Figure BDA0001457330180000122
1H NMR(400MHz,CDCl3)δ:5.25(s,1H),4.32(s,2H),4.05(d,J=10.2Hz,1H),4.00–3.82(m,2H),3.27(t,J=7.4Hz,2H),3.04(dt,J=11.8,5.2Hz,2H),2.76(p,J=4.9Hz,2H),2.56(ddt,J=10.1,7.1,3.6Hz,1H),2.32(td,J=13.9,3.9Hz,1H),1.98(ddd,J=14.5,5.0,3.0Hz,1H),1.84(ddt,J=13.6,6.8,3.5Hz,2H),1.69(ddt,J=14.8,10.2,5.4Hz,5H),1.53(dt,J=13.6,4.3Hz,1H),1.47–1.26(m,8H),1.21(td,J=11.2,6.4Hz,1H),1.07–0.96(m,1H),0.96–0.85(m,6H),0.81(d,J=7.1Hz,3H);13C NMR(101MHz,CDCl3)δ:196.89,103.92,91.51,90.29,80.16,51.60,50.11,46.87,45.68,37.31,37.11,36.22,34.17,31.12,28.48,28.28,25.93,24.66,22.24,21.55,20.23,13.93,13.44;IR(KBr)ν/cm-1:3232,3079,2937,1755,1423,1388,1277,1233,1160,1131,1022,999,932,881cm-1;HRMS m/z:calcd for C25H42N2NaO4S2521.2477,found 521.2479[M+Na]+.

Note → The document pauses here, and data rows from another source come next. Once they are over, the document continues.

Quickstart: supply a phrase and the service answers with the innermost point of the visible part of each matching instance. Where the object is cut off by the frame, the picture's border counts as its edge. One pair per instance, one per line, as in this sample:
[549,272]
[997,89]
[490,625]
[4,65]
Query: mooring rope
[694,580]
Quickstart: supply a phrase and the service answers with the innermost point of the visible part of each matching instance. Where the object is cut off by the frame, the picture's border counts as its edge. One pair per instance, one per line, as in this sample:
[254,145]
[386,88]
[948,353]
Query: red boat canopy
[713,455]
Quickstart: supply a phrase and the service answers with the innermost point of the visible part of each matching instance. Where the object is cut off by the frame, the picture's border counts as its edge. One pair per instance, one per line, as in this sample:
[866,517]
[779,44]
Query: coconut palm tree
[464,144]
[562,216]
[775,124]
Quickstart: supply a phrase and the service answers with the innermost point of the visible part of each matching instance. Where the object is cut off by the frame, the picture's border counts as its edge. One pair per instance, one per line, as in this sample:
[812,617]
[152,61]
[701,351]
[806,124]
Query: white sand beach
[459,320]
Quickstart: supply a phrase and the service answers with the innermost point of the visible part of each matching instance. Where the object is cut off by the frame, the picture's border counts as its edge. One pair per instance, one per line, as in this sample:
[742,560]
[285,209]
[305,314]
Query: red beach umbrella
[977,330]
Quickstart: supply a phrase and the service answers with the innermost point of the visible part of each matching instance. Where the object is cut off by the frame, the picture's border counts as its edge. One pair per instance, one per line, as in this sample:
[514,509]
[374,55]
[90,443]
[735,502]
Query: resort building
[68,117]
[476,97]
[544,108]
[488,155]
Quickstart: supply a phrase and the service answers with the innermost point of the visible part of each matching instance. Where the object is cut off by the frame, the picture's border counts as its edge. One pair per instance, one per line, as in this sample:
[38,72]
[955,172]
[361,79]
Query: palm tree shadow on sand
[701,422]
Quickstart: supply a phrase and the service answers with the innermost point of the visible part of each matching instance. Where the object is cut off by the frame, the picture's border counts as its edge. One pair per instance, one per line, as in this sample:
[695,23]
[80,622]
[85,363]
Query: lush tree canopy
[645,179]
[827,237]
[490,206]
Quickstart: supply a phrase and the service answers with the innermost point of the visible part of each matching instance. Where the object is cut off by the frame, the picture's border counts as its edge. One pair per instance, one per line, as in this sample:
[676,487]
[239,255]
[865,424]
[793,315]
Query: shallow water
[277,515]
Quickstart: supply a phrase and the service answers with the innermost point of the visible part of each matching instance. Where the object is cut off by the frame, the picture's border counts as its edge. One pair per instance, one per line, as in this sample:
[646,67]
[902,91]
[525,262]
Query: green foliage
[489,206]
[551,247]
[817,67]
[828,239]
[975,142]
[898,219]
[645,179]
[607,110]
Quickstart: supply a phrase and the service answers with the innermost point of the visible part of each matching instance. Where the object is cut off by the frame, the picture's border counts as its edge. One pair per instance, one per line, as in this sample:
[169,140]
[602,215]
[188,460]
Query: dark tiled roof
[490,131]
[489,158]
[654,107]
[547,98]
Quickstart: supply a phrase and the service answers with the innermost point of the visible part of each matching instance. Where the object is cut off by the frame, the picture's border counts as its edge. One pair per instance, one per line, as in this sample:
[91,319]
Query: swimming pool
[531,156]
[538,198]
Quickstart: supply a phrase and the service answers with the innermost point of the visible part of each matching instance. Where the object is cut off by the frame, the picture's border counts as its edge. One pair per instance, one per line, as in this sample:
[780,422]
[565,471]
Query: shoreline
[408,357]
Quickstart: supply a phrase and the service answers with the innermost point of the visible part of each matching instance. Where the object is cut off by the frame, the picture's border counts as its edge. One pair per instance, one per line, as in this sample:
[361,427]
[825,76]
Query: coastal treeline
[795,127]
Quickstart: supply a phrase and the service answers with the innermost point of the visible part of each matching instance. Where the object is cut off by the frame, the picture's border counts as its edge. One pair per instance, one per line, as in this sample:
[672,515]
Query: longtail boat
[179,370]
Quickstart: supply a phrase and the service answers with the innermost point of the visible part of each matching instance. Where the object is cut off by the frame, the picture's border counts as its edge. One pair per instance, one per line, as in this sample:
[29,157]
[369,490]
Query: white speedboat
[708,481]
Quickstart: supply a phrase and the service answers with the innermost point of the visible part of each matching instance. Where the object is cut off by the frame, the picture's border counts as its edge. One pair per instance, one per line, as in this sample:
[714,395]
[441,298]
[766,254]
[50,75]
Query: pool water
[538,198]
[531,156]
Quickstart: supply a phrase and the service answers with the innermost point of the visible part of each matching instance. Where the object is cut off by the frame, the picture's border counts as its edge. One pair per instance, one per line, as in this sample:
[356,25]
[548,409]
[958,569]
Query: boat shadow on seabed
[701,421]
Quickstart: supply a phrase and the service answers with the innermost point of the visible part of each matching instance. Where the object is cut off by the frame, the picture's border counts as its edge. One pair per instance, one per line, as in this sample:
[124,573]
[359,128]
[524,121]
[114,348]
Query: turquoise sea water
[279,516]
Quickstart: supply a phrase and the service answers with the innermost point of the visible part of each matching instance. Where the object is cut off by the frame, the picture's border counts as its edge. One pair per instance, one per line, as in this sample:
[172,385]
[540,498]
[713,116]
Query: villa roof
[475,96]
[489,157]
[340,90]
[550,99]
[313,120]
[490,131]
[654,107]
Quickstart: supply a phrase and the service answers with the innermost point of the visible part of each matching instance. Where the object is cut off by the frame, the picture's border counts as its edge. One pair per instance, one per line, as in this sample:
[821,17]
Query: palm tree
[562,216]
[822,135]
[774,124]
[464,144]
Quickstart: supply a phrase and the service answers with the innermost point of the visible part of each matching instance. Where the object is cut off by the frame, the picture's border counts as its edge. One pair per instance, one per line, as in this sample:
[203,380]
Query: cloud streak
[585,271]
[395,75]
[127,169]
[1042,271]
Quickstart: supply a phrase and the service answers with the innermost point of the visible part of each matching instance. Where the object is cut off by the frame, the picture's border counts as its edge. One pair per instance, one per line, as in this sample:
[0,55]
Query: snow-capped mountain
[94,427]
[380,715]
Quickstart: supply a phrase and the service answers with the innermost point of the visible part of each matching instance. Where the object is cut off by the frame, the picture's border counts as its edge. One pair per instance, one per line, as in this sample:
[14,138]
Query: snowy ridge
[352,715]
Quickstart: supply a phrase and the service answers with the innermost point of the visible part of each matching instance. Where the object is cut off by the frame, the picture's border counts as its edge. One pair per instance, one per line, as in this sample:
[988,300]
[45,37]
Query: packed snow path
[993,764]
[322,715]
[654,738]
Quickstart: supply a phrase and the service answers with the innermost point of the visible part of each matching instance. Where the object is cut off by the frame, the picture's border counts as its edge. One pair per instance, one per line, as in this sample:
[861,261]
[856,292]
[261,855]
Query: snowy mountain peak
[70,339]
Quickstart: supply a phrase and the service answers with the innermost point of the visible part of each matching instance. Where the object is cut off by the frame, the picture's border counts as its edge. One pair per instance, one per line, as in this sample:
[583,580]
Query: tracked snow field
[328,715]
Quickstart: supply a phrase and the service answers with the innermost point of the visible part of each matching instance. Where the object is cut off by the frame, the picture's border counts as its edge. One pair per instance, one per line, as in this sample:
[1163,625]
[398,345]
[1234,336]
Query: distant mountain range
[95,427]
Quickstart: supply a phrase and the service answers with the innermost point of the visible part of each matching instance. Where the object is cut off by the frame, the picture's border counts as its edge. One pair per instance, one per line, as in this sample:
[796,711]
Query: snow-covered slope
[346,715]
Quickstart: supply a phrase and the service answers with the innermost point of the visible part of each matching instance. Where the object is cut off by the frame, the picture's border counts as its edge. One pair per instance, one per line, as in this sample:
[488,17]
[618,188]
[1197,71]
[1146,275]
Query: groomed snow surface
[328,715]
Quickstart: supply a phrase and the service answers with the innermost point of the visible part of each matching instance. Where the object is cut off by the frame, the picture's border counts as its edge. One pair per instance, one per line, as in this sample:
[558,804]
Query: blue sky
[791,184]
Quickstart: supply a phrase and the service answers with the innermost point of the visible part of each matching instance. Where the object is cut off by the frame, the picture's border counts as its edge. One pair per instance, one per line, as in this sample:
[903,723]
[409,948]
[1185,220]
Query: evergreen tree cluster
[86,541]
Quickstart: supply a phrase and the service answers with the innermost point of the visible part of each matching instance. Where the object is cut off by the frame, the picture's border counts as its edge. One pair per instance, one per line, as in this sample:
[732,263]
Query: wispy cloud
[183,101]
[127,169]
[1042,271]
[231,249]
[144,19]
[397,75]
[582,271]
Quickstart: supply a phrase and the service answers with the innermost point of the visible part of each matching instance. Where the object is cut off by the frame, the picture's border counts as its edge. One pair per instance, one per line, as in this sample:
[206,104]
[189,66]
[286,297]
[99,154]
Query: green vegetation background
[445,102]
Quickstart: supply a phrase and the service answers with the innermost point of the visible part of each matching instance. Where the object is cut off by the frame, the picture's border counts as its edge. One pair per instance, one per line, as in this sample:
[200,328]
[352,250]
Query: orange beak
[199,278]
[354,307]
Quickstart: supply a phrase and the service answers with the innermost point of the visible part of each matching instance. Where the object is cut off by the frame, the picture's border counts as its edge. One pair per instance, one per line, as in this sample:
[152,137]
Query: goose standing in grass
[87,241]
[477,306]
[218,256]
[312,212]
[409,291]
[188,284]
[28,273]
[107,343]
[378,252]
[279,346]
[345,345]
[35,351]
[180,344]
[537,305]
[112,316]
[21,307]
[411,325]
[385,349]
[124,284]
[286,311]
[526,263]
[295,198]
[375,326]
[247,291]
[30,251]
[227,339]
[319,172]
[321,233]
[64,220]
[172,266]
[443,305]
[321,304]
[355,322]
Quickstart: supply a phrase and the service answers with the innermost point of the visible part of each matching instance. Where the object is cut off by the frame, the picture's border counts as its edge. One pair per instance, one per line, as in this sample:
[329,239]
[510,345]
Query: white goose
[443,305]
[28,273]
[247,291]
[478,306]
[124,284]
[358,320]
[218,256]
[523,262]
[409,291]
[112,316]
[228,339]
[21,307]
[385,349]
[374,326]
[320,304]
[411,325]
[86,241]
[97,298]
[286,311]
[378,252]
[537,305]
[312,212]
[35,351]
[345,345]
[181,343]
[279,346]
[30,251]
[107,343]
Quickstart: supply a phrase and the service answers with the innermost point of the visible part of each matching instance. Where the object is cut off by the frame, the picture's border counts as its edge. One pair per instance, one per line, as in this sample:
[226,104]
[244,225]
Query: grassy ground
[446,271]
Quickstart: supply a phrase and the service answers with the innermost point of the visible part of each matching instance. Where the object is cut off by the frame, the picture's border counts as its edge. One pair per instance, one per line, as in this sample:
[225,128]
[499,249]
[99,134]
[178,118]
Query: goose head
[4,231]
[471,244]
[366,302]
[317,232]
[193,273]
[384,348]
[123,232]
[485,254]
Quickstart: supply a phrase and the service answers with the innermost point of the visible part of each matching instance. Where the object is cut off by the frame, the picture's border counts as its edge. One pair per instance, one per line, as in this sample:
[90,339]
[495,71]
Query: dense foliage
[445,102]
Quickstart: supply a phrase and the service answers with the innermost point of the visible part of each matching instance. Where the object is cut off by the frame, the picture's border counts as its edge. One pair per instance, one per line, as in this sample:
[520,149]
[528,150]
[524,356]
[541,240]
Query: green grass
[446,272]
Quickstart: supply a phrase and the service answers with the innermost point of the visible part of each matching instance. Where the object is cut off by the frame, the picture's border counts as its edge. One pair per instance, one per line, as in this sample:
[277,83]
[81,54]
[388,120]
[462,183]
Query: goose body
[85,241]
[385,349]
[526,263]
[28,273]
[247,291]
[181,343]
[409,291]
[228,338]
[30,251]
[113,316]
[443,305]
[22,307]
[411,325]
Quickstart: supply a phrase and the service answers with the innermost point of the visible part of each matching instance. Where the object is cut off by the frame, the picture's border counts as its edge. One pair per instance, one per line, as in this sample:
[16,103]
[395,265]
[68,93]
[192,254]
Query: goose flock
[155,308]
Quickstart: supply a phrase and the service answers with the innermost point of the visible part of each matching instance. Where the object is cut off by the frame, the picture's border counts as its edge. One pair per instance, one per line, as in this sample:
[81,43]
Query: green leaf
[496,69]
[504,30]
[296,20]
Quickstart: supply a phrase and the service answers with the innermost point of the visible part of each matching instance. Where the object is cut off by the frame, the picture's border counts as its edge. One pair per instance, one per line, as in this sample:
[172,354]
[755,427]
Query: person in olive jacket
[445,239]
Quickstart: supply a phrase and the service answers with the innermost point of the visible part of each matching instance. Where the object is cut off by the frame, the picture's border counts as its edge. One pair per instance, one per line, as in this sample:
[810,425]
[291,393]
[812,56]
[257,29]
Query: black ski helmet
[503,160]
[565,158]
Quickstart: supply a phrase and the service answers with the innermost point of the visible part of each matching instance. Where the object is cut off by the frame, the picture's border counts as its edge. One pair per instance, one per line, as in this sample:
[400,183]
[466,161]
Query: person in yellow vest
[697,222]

Example eleven: preparation of artemisinin-piperazine-aminodithiocarbamic acid octadecyl ester (Compound 11)
Figure BDA0001457330180000131
The preparation method is the same as the first embodiment, 1-chlorooctadecane is used for replacing benzyl bromide to obtain the target compound, yellow waxy solid with the yield of 49.3 percent,
Figure BDA0001457330180000132
1H NMR(400MHz,CDCl3)δ:5.25(s,1H),4.32(s,2H),4.05(d,J=10.2Hz,1H),3.27(t,J=7.5Hz,2H),3.04(dt,J=11.0,4.9Hz,2H),2.76(dt,J=11.3,4.8Hz,2H),2.56(ddd,J=11.2,7.2,4.2Hz,1H),2.32(td,J=13.9,3.9Hz,1H),1.98(ddd,J=14.5,4.9,2.9Hz,1H),1.84(ddt,J=13.5,6.7,3.5Hz,1H),1.74–1.63(m,4H),1.53(dt,J=13.9,4.4Hz,1H),1.30(d,J=49.8Hz,39H),1.01(td,J=13.1,12.3,4.0Hz,1H),0.93(d,J=6.2Hz,3H),0.89–0.77(m,6H);13C NMR(101MHz,CDCl3)δ:196.84,103.87,91.47,90.27,80.12,51.58,46.87,45.66,37.28,37.12,36.20,34.16,31.84,29.62,29.60,29.58,29.53,29.44,29.29,29.15,28.97,28.56,28.45,25.90,24.64,22.61,21.52,20.20,14.07,13.41;IR(KBr)ν/cm-1:2923,2852,1466,1421,1376,1310,1275,1231,1130,1055,983,880,834,721,551;HRMS m/z:calcd for C38H69N2O4S2681.4621,found681.4713[M+H]+.
example twelve: preparation of artemisinin-piperazine-aminodithiocarboxylic acid- (benzyloxyacyl) methyl ester (Compound 12)
Figure BDA0001457330180000141
The preparation method is the same as that of the first example, benzyl bromoacetate is used for replacing benzyl bromide, and silica gel column chromatography is carried out (eluent: v (petroleum ether): v (ethyl acetate) ═ 6:1]Purifying to obtain orange yellow solid with yield of 35%, m.p.82.3-83.3 deg.C,
Figure BDA0001457330180000142
1H NMR(400MHz,CDCl3)δ:7.40–7.36(m,4H),7.33(dddd,J=11.4,4.9,2.9,1.8Hz,1H),5.28(s,1H),5.19(s,2H),4.31(s,2H),4.21(s,2H),4.07(d,J=10.2Hz,1H),3.95(d,J=32.2Hz,2H),3.08(dt,J=11.3,5.0Hz,2H),2.80(dt,J=11.5,5.2Hz,2H),2.63–2.53(m,1H),2.34(ddd,J=14.5,13.3,3.9Hz,1H),2.05–1.96(m,1H),1.87(ddd,J=13.6,6.6,3.4Hz,1H),1.71(ddt,J=11.2,6.5,3.5Hz,2H),1.60(s,1H),1.55(dt,J=13.6,4.3Hz,1H),1.49–1.41(m,1H),1.38(s,3H),1.35–1.18(m,2H),1.07–0.98(m,1H),0.95(d,J=6.2Hz,3H),0.83(d,J=7.1Hz,3H);13C NMR(101MHz,CDCl3)δ:194.32,168.57,135.47,128.52,128.30,128.29,104.01,91.54,90.36,80.20,67.46,51.64,46.91,45.71,38.91,37.36,36.26,34.21,28.53,26.88,25.97,24.71,21.59,20.26,13.46;IR(KBr)ν/cm-1:2925,2871,1738,1425,1376,1275,1235,1040,980,925,878,741,697,550;HRMS m/z:calcd for C29H40NaN2O6S2599.2328,found 599.2246[M+Na]+.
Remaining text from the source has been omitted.